The way Flux works for me here is it will recursively search the `kubernetes/apps` folder until it finds the most top level `kustomization.yaml` per directory and then apply all the resources listed in it. That aforementioned `kustomization.yaml` will generally only have a namespace resource and one or many Flux kustomizations (`ks.yaml`). Under the control of those Flux kustomizations there will be a `HelmRelease` or other resources related to the application which will be applied.

[Renovate](https://github.com/renovatebot/renovate) watches my **entire** repository looking for dependency updates, when they are found a PR is automatically created. When some PRs are merged Flux applies the changes to my cluster.

### Directories

This Git repository contains the following directories under [Kubernetes](./kubernetes/).

```sh
📁 kubernetes
├── 📁 apps # applications
├── 📁 bootstrap # bootstrap procedures
└── 📁 flux # flux system configuration
├── 📁 components # re-useable components used by apps
└── 📁 meta
└── 📁 repositories # sources for flux, e.g. helm charts
```

### Flux Workflow

This is a high-level look how Flux deploys my applications with dependencies.

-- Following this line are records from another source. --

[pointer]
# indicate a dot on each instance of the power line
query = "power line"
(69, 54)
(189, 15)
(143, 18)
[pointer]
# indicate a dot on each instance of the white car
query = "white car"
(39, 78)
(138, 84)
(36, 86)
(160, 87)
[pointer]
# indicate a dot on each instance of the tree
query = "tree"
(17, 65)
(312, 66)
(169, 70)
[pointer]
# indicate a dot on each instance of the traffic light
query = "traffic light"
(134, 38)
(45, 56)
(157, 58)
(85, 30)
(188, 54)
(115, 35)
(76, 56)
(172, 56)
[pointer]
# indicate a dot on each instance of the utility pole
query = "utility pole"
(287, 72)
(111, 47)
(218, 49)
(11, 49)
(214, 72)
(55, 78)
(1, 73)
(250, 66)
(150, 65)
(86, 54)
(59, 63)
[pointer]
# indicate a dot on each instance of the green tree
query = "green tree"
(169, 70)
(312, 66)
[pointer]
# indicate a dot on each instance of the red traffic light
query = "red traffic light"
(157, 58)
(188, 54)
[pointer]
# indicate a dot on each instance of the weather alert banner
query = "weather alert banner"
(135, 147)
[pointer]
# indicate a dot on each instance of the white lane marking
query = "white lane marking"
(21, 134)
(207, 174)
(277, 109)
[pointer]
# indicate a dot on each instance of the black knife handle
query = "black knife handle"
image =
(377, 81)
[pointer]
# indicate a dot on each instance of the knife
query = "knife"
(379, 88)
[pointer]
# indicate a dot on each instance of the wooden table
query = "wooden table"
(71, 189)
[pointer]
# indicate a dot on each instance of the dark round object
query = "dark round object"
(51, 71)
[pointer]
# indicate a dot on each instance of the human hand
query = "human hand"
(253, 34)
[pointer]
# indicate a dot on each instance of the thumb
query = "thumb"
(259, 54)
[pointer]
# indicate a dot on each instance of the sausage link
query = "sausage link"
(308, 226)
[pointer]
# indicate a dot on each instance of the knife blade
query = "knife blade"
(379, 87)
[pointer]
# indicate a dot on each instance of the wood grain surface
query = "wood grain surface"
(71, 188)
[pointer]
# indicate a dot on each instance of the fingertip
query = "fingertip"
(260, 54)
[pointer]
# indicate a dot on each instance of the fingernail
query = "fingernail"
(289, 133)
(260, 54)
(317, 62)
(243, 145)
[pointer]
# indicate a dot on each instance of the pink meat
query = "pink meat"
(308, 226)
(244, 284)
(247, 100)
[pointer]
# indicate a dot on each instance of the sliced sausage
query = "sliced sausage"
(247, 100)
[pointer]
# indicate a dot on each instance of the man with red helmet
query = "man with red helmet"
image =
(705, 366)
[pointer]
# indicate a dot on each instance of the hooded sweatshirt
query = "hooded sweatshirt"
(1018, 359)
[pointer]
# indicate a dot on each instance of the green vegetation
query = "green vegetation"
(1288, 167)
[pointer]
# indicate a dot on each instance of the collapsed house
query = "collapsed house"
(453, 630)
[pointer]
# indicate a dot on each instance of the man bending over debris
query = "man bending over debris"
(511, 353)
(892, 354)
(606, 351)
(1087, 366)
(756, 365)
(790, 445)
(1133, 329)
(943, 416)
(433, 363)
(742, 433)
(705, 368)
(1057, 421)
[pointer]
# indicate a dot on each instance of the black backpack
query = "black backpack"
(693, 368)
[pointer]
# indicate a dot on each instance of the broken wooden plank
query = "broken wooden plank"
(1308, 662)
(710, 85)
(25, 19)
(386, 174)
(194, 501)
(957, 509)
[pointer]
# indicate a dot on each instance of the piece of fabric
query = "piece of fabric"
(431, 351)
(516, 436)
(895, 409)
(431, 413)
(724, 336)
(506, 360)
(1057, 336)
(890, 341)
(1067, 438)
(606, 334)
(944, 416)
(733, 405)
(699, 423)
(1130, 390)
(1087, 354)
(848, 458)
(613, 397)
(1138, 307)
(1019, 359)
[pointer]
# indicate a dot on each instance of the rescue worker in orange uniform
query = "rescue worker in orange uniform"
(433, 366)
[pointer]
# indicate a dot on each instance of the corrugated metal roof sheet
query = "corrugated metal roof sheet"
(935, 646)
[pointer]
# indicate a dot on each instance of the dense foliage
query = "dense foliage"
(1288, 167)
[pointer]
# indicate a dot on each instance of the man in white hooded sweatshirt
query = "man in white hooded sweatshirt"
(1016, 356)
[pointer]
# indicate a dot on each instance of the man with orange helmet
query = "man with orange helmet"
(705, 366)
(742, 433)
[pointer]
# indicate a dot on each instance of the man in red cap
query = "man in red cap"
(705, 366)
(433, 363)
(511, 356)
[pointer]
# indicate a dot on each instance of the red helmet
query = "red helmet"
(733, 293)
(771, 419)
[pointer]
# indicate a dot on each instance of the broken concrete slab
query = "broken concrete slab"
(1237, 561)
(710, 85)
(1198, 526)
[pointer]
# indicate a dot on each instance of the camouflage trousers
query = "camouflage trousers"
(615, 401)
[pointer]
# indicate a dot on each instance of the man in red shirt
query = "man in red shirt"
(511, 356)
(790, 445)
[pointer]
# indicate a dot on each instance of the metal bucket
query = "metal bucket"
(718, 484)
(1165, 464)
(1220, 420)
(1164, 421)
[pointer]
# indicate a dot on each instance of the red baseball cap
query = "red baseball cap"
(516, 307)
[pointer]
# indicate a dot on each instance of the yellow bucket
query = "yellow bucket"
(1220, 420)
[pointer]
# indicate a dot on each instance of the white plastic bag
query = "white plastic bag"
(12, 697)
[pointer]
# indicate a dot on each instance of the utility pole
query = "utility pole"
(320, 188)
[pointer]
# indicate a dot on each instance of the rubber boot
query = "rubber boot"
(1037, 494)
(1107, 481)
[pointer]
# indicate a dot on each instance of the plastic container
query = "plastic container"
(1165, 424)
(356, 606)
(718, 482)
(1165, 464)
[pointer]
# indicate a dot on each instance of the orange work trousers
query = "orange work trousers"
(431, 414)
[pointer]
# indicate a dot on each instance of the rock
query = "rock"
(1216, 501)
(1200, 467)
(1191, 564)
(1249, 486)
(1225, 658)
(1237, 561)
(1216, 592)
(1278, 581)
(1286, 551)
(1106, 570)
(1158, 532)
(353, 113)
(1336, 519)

In most cases a `HelmRelease` will depend on other `HelmRelease`'s, in other cases a `Kustomization` will depend on other `Kustomization`'s, and in rare situations an app can depend on a `HelmRelease` and a `Kustomization`. The example below shows that `mongo` won't be deployed or upgrade until `mongo` and `volsync` are installed and in a healthy state.

```mermaid
graph TD
A>Kustomization: unifi-mongo] --> |Depends on| B
B>Kustomization: mongo] --> |Creates| B1
B1>HelmRelease: mongo] --> |Depends on| B3
B3>HelmRelease: rook-ceph-cluster] -->|Depends on| B4
B4>HelmRelease: rook-ceph]
B5>Kustomization: rook-ceph] -->|Creates| B3
B5 -->|Creates| B4
A -->|Depends on|D
D>Kustomization: volsync] --> |Creates| D1
D1>HelmRelease: volsync] --> |Depends on| E1
E>Kustomization: snapshot-controller] --> |Creates| E1>Helmrelease: snapshot-controller]
B3 --> |Depends on| E1
```

## 🌐 Networking

```mermaid
graph TD
A>AT&T Fiber]
A --> |😭|A1([Only gives a /64 per request, so no IPv6 on VLANs on UniFi])
A --> |1Gb/1Gb on a 2.5GbE link| R
B>T-Mobile Home Internet - Wireless] --> |Failover, 300ish down| R
B --> |😭|B1([No IPv6 at all on UniFi])
R>UniFi Gateway Max
2 WAN ports, 3 LAN ports
@ 2.5 GbE]
R --> |2.5GbE| S1
R --> |2.5GbE
VLAN servers| S2
S1>UniFi Switch Flex
8x 2.5G PoE ports, 1x 10 GbE uplink]
S2>USW Pro HD 24
22x 2.5GbE ports, 2x 10GbE port, 4 10G SFP+ ports]
S1 --> |2.5GbE| W
W>UniFi U7 Pro]
W --> |WiFi|W1([ssid])
W --> |IoT WiFi
VLAN iot|W2([ssid iot])
S1 --> D([Devices])
S2 -->|2.5GbE| K([7 Kubernetes nodes])
S2 -->|1GbE| P([Raspberry Pi 4b with Z-Wave GPIO Hat])
S2 -->|1GbE| KVM([PiKVM v3])
S2 --> |2x 10G SFP+ Bonded| N([NAS])
```

### 🏘️ VLANs

| Name | ID | CIDR |
|---------|----|-----------------|
| Default | 0 | 192.168.1.0/24 |
| servers | 20 | 192.168.20.0/24 |
| iot | 30 | 192.168.30.0/24 |

### 🌎 DNS

In my cluster there are two instances of [ExternalDNS](https://github.com/kubernetes-sigs/external-dns) running. One for syncing private DNS records to my `UniFi Gatway Max` using [ExternalDNS webhook provider for UniFi](https://github.com/kashalls/external-dns-unifi-webhook), while another instance syncs public DNS to `Cloudflare`. This setup is managed by creating ingresses with two specific classes: `internal` for private DNS and `external` for public DNS. The `external-dns` instances then syncs the DNS records to their respective platforms accordingly.

### 🏠 Home DNS

My Home DNS is fairly complicated, with several forwarding steps.

```mermaid
graph TD
A>internal-external-dns] -->|Updates|B0
B0>Unifi Network Application] -->|Updates|B
B>Unifi Router DNS] -->|Cluster or Hostname request|C
C>Answers Request]
B>Unifi Router DNS] -->|Forwards other requests|D
D>PiHole] -->|Blocked or matches additional custom hosts|C
D>PiHole] -->|Forwards other requests|E[DNSCrypt-Proxy]
E>DNSCrypt-Proxy] -->|Forwards requests to DNSCrypt or DoH resolver|C
```

## ☁️ Cloud Dependencies

While most of my infrastructure and workloads are self-hosted I do rely upon the cloud for certain key parts of my setup. This saves me from having to worry about three things. (1) Dealing with chicken/egg scenarios, (2) services I critically need whether my cluster is online or not and (3) The "hit by a bus factor" - what happens to critical apps (e.g. Email, Password Manager, Photos) that my family relies on when I no longer around.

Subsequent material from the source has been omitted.